Judge tosses college tuition suit


Published: Friday, January 4, 2008 at 6:01 a.m.
Last Modified: Friday, January 4, 2008 at 12:00 a.m.

A Leon County judge has dismissed a lawsuit brought by the state Board of Governors to secure its authority to raise university tuition, but the court has left an opening for the board to continue the fight.

In an order issued Thursday, Circuit Court Judge Charles Francis said the board and a team of high-profile plaintiffs hadn't shown they suffered any "special injury" at the hands of the Legislature and as such didn't have "standing" to bring the suit.

The board, which oversees the state's 11 public universities, was joined in the suit by former U.S. Sen. Bob Graham, former U.S. Rep.

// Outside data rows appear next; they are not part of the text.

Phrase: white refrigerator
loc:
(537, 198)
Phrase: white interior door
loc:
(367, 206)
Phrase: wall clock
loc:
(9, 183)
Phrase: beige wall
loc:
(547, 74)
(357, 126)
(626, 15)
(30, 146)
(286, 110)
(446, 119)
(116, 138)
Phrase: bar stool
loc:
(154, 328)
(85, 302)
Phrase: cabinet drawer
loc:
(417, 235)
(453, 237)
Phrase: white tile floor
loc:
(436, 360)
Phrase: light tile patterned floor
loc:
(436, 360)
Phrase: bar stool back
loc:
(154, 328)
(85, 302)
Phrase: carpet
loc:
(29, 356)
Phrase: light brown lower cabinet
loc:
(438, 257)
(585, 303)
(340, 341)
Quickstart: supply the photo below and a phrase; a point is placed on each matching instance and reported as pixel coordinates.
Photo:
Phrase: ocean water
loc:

Lou Frey and former Florida State University President Sandy D'Alemberte, among others.

Francis gave the board and fellow plaintiffs 30 days to provide new evidence showing they have standing, and the board has every intention of doing so, officials said.

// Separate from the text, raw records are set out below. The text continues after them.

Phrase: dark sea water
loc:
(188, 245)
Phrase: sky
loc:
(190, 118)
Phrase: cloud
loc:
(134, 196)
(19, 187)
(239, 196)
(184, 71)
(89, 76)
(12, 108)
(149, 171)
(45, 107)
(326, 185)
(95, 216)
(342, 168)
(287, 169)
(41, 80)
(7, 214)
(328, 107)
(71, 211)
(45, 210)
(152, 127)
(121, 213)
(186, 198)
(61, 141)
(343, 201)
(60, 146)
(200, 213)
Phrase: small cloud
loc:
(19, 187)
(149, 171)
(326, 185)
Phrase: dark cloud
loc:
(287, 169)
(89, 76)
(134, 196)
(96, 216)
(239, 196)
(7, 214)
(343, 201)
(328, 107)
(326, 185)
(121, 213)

The Board of Governors, created by a constitutional amendment in 2002, has struggled since its inception to exert the authority many say the amendment affords it. But a key sticking point has been the issue of tuition, which lawmakers say they - not the board - have the authority to set.

"I am disappointed in the judge's ruling that the Board of Governors has not demonstrated standing in this case, but I am grateful that his ruling leaves the door open for the board to show that it does have the right to be heard on these issues," Carolyn Roberts, the board's chairwoman, said in a prepared statement. "I am confident that the Board of Governors will satisfy the concerns expressed in the judge's order."

Board officials wouldn't elaborate on how they might establish standing, but there are several areas that are likely to bolster the argument that the board suffers special injury because of the dispute over its authority. Board members, and the universities they represent, argue that university officials can't make strategic plans because there's uncertainty about how much money will flow into university coffers through tuition.

Sen. Ken Pruitt, the Republican Senate president from Port St. Lucie, released a statement Thursday acknowledging the judge's order won't put an end to the dispute.

"Today's ruling is a victory for students and their families," he said. "However, this is just the first skirmish in a long battle."

Stephen Grimes, an attorney representing Graham and others, said he anticipates his clients will continue their efforts.

"It's an important case," he said, "and frankly I think it's something that should be decided."